The leading branches of animal husbandry are dairy and meat stock raising and pig farming. On Jan. 1, 1970, the ob-last had 984,000 head of cattle, including 424,000 cows, 1,225,000 pigs, and 301,000 sheep and goats. There is also poultry raising, pond fish breeding, and beekeeping.

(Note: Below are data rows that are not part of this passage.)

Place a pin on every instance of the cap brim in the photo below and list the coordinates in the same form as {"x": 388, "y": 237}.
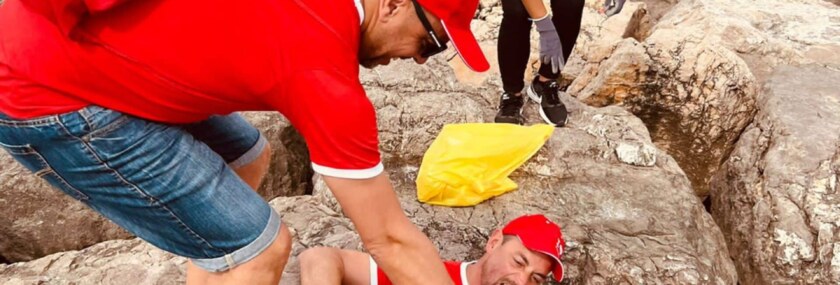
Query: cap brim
{"x": 467, "y": 47}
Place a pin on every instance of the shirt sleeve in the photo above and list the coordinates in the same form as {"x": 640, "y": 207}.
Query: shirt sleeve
{"x": 66, "y": 14}
{"x": 337, "y": 121}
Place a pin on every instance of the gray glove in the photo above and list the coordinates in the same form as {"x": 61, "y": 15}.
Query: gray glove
{"x": 612, "y": 7}
{"x": 551, "y": 50}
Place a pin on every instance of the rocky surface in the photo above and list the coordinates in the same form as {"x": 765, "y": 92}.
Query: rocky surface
{"x": 36, "y": 220}
{"x": 776, "y": 198}
{"x": 691, "y": 70}
{"x": 626, "y": 207}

Vinnitsa Oblast has a dense network of railroads covering 1,229 km (1969). The most important lines are the Kiev-Odessa line through Kazatin-Zhmerinka and the Kiev-L’vov line through Kazatin-Zhmerinka-Grechany-Ternopol’. There are also several internal communication lines. Paved highways intended for general use total 5,400 km (1969). The major highways are Kiev-Vinnitsa-Khmel’nitskii, Vinnitsa-Nemirov-Mogilev-Podorskii, and Berdichev-UlanovKhmel’nik. There is navigation on the Iuzhnyi Bug and the Dnestr.
Cultural affairs and public health. In the 1914—15 academic year Vinnitsa Oblast had 1,579 schools, mainly church and parochial schools, with 106,800 students. In the 1969-70 academic year there were 1,485 general-education schools of all types with 389,100 students, 20 vocational and technical schools with 8,400 students, and 27,000 specialized secondary educational institutions with 23,900 students. There were more than 10,000 students in the higher educational institutions—medical and pedagogical institutes as well as branches of the Kiev Polytechnic Institute and the Trade and Economic Institute in Vinnitsa. In 1969 there were 35,200 children in preschool institutions.
The oblast has (as of Jan. 1, 1970) 1,517 general libraries with 12,311,000 copies of books and magazines, a music and drama theater, a puppet theater, and a philharmonic society in Vinnitsa. It also has seven museums: regional studies museums in Vinnitsa, Mogilev-Podl’skii, and Tul’chin; the M. M. Kotsiubinskii Literary Memorial Museum in Vinnitsa; the N. I. Pirogov Estate-Museum in the village of Pirogovo; the A. V. Suvorov Museum in the village of Timanovka; and the D. K. Zabolotnyi Museum in the village of Zabolotnoe. There are also 1,158 clubs, 35 motion picture theaters, 1,467 motion picture projectors, and 53 extracurricular institutions.
Two oblast newspapers are published in Ukrainian: Vinnyts’ka pravda (Vinnitsa Truth, since 1917) and KomsomVs’ke plem’ia (Komsomol Generation, since 1923). The oblast radio broadcasts in Ukrainian and Russian and relays radio and television programs from Kiev and Moscow. On Jan. 1, 1970, Vinnitsa oblast had 4,245 doctors of all specialties (one doctor per 502 population) and 20,900 hospital beds (9.8 beds per 1,000 population).
REFERENCESLiteratura pro Vinnyts’ku oblast’, issues 1-7. Vinnitsa, 1957-62. (Bibliographical index.)
Pam’iatni mistsia Vinnychyny. Odessa, 1966. (A guide.)
Burdeinyi, P. A., and M. B. Rubin. Vinnyts’ka oblast’, 2nd ed. Kiev, 1967.
Narodne gospodarstvo Vinnyts’koi oblasti. Kiev, 1969. (Collection of articles.)